CVPR2026 Model Compression Diffusion Transformer training-free acceleration caching pruning sensitivity modeling dynamic programming

SODA: Sensitivity-Oriented Dynamic Acceleration for Diffusion Transformer¶

Conference: CVPR2026
arXiv: 2603.07057
Code: leaves162/SODA
Area: Model Compression
Keywords: Diffusion Transformer, training-free acceleration, caching, pruning, sensitivity modeling, dynamic programming

TL;DR¶

SODA is proposed to achieve controllable-speedup high-fidelity generation for Diffusion Transformers without training, via offline fine-grained sensitivity modeling, dynamic-programming-based cache schedule optimization, and a unified adaptive pruning strategy.

Background & Motivation¶

Background: Diffusion Transformers excel at image and video generation, but repeated sampling steps and Transformer blocks result in low inference efficiency, severely hindering deployment.

Limitations of Prior Work: Training-based acceleration methods such as distillation and fine-tuning incur high computational costs and limited generalizability, motivating the pursuit of training-free acceleration. Caching offers high efficiency at the cost of fidelity, while pruning is flexible but less efficient; combining both is desirable. Existing methods such as ToCa and DuCa rely on fixed or heuristic configurations for cache intervals and pruning rates, capturing only coarse-grained sensitivity trends and failing to account for fine-grained variation across timesteps, layers, and module dimensions.

Key Challenge: Heuristic schemes inevitably skip computations that are highly sensitive to acceleration, leading to degraded generation fidelity and poor cross-model generalizability.

Goal: To design a training-free acceleration framework that models sensitivity at fine granularity and optimizes caching and pruning decisions jointly and adaptively.

Method¶

Overall Architecture¶

SODA consists of three modules: (1) OFS — offline fine-grained sensitivity modeling; (2) DCS — dynamic cache schedule optimization; (3) UAS — unified adaptive strategy formulation.
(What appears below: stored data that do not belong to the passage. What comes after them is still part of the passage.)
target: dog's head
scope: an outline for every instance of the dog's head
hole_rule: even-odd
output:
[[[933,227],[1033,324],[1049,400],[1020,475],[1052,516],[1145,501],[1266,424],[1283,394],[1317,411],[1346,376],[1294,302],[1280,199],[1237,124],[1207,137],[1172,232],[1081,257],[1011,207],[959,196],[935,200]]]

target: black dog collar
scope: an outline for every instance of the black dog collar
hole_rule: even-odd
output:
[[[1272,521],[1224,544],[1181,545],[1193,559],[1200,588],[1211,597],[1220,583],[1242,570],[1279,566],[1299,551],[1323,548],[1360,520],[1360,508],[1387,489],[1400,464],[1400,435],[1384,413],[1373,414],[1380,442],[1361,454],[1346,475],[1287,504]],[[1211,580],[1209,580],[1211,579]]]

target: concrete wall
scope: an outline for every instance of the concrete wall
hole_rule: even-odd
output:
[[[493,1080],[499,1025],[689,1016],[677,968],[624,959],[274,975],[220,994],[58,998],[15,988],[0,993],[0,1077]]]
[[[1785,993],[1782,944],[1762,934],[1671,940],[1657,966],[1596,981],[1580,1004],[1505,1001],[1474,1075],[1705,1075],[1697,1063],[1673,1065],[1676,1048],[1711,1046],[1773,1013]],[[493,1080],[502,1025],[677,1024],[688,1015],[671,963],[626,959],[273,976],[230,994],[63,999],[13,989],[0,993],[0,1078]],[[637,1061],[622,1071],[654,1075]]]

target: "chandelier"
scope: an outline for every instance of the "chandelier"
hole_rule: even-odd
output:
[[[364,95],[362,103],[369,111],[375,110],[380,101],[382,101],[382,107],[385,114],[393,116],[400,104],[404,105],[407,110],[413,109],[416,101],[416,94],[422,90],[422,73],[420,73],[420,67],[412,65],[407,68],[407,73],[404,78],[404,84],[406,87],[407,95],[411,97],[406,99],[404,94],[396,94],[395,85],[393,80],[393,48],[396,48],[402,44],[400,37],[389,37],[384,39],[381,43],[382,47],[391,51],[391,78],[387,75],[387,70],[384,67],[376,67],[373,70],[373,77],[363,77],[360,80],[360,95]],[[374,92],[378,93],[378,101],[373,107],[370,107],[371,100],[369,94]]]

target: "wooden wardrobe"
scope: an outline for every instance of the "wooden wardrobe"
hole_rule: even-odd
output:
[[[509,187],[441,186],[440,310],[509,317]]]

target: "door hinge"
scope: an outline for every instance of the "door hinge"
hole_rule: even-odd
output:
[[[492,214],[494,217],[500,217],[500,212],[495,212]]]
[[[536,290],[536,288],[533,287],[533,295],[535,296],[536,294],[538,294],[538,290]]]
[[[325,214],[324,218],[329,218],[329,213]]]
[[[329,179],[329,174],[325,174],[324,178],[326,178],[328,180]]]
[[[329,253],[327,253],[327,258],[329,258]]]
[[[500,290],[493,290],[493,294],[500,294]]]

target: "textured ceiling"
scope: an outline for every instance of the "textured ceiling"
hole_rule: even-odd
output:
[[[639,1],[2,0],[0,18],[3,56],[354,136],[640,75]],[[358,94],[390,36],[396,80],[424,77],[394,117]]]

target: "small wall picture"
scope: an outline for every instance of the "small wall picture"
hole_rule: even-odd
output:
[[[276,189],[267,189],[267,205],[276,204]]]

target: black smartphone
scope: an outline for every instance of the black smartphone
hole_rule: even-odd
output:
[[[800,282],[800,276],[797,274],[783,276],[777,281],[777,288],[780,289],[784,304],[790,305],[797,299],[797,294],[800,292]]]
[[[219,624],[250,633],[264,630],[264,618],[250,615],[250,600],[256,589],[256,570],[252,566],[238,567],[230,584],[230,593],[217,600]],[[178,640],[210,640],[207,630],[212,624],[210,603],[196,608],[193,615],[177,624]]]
The inference pipeline proceeds as follows: offline sensitivity priors are first computed → dynamic programming solves for the optimal cache interval combination → during pruning/cache reuse, pruning timing and rate are decided adaptively.

Key Designs¶

1. Offline Fine-Grained Sensitivity Modeling (OFS)¶

Cache sensitivity error \(\mathcal{E}_c(t,l,m,n) = 1 - \text{Cos}(\mathcal{D}_{t+n,l,m}(x), \mathcal{D}_{t,l,m}(x))\): measures the cosine distance error of reusing the cache from step \(t+n\) at timestep \(t\), covering four dimensions: timestep, layer, module, and cache interval.
Pruning sensitivity error \(\mathcal{E}_p(t,l,m,\alpha)\): analogously measures feature error under different pruning rates \(\alpha\).
Offline strategy: Sensitivity errors are averaged over 100 random generations (10 for video models), stored as model-specific priors, and reused permanently after a single offline pass. The offline overhead is minimal (approximately 160s for DiT-XL/2, with only 0.56GB additional memory).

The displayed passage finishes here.